# Update on Bo X Gretchen



## Sarah Hall (Apr 12, 2006)

Gretchen's basal temp started dropping last night, and just now reached the vital below 99F mark. She's absolutely HUGE (poor girl looks like a potbelly pig), so we are hoping for some wonderfully healthy puppies. First time mom, so keep your fingers crossed for a safe delivery. There are still some spots left on the reservation list in case anyone is interested in a pup. These pups are going to be working dogs.  








A Bocephus pup at 2 weeks

Momma:
























Dad:


----------



## Connie Sutherland (Mar 27, 2006)

Wow, Sarah! Exciting!!!! =D>


----------



## Sarah Hall (Apr 12, 2006)

Yep! We've already set up the video baby monitor in her birthing "den" (a spare bedroom that looks more like an OR than a part of a house) and she's been nesting like crazy, so we know it's soon. The temp just confirmed it'll be in the next 24-36hrs. Ugh, I know I will trash a LOT of pairs of pants in the last month the pups are around. Maybe I should just grab a couple leg sleeves and walk around in those? :twisted: 
We're going to keep a couple to train for Schutzhund or ASR. Of course, that depends on if I ever find people to train with again........ :?


----------



## Connie Sutherland (Mar 27, 2006)

Do you have an idea of how many there are?


----------



## Sarah Hall (Apr 12, 2006)

We didn't do any x-rays because we didn't want to stress Gretchie out, we have an ultrasound scheduled to be done at the breeder's on Monday, but I doubt she'll hold thoses pups until then. She's much larger than Reba (same sized dog) was when she was preg. and she had 7, so we're expecting either a LOT of pups, or big ones. Since she's a first timer (just turned 2), we don't have anything to go on except that the litter she was born in was a 12 pup litter.


----------



## Connie Sutherland (Mar 27, 2006)

Sarah Hall said:


> .........We're going to keep a couple to train for Schutzhund or ASR. Of course, that depends on if I ever find people to train with again........ :?
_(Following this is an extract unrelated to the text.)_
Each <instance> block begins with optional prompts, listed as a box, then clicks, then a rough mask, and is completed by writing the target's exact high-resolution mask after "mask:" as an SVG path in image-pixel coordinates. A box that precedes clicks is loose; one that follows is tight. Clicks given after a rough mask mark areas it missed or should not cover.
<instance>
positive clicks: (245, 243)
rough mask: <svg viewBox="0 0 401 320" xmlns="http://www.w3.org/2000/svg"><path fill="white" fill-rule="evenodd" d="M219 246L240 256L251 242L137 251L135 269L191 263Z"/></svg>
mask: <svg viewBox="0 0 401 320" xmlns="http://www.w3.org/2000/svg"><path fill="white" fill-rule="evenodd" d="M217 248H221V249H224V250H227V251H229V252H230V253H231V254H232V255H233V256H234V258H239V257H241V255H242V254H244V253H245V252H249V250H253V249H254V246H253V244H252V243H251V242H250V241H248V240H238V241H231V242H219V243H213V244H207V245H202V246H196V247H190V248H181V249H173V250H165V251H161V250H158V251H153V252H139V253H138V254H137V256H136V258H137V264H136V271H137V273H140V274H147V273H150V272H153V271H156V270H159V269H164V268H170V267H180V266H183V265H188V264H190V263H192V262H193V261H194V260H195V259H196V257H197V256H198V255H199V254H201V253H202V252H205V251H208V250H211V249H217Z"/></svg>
Are you near the Oviedo Schutzhund Club?


----------



## Sarah Hall (Apr 12, 2006)

Well, the breeder is closer than I am. You know anyone involved in it?


----------



## Connie Sutherland (Mar 27, 2006)

Sarah Hall said:


> Well, the breeder is closer than I am. You know anyone involved in it?
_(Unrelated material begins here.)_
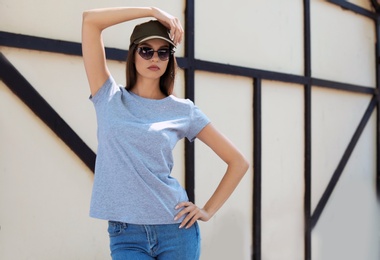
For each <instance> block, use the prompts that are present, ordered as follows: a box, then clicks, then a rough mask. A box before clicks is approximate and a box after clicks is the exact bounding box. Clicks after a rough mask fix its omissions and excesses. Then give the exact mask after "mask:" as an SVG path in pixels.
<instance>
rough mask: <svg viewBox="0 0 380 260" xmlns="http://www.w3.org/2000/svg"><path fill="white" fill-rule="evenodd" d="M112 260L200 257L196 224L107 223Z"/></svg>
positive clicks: (199, 232) (172, 259)
mask: <svg viewBox="0 0 380 260" xmlns="http://www.w3.org/2000/svg"><path fill="white" fill-rule="evenodd" d="M108 234H109V236H110V249H111V256H112V260H126V259H127V260H128V259H131V260H145V259H147V260H152V259H160V260H177V259H178V260H197V259H199V256H200V242H201V237H200V232H199V226H198V223H195V224H194V225H193V226H191V227H190V228H189V229H185V228H179V224H170V225H134V224H128V223H121V222H115V221H109V222H108Z"/></svg>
No, I just had the impression from other boards that your area had lots of training opportunities. I actually know zero first-hand! :lol: 

Is that not the case?


----------



## Sarah Hall (Apr 12, 2006)

Oh, well there's plenty of places that say they train... but I wouldn't trust them training my cat, let alone a schutzhund/ASR dog! I might get back to training with Mike S. and Patrick M. I don't know... No pups yet, but she's panting heavier!!


----------



## Sarah Hall (Apr 12, 2006)

I gotta get going... she's having babies! 2 males so far, 1 large sliver sable and 1 regular sized black and tan! I'll post later today or tomorrow on the total of pups!


----------



## Connie Sutherland (Mar 27, 2006)

Sarah Hall said:


> I gotta get going... she's having babies! 2 males so far, 1 large sliver sable and 1 regular sized black and tan! I'll post later today or tomorrow on the total of pups!
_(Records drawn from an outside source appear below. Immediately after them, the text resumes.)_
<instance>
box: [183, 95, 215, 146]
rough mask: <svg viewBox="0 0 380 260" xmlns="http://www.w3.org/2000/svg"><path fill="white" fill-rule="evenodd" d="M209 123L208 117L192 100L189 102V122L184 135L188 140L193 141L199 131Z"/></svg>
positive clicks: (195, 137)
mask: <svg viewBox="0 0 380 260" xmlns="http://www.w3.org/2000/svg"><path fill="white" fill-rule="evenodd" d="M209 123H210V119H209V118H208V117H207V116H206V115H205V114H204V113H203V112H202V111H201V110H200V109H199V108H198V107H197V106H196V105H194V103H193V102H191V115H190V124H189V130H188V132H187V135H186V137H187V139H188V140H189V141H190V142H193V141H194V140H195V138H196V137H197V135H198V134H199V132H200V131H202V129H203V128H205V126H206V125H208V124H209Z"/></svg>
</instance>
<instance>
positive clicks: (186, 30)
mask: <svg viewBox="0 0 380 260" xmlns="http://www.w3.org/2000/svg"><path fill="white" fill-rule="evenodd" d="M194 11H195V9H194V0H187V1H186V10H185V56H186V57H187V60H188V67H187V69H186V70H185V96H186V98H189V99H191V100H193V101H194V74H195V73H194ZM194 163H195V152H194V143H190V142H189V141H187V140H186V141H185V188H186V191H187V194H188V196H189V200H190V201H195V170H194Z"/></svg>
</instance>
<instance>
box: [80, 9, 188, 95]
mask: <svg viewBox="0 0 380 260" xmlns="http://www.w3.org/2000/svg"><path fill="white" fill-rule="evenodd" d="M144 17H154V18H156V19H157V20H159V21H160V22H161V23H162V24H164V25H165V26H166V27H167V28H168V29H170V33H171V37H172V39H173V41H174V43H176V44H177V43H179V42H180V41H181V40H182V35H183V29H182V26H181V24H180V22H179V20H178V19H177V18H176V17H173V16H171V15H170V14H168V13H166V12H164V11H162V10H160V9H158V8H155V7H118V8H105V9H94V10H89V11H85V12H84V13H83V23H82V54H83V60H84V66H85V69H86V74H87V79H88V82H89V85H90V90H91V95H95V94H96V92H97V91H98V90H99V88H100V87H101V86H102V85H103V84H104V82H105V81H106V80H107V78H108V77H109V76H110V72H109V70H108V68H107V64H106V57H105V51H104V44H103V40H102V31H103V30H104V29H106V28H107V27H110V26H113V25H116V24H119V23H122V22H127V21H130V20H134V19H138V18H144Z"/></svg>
WOO-HOO!!! BABIES ON WDF AGAIN!!!  \/


----------



## Bob Scott (Mar 30, 2006)

Are they ready yet?    :wink:


----------



## Sarah Hall (Apr 12, 2006)

Alright... I couldn't get pics (was too busy reviving a pup and making sure he stayed alive), but she's a proud momma of 9 big pups! I'll get pics on Wed. when I go back there to examine the babies.
We should've known she was just about to pop, though. 30 mins before the first baby came, Bo and Reba all of a sudden started fighting while on their potty break together. Reba only gets testy with Bo when another female has/very near having pups.
So just wanted to post mom and babies are doing good, and I PROMISE to have pics ASAP!!


----------



## Bob Scott (Mar 30, 2006)

=D> \/ =D>


----------



## Sarah Hall (Apr 12, 2006)

Ok, so they're a little late, but puppy pics are now in the photo gallery. I'll get better pics next week.


----------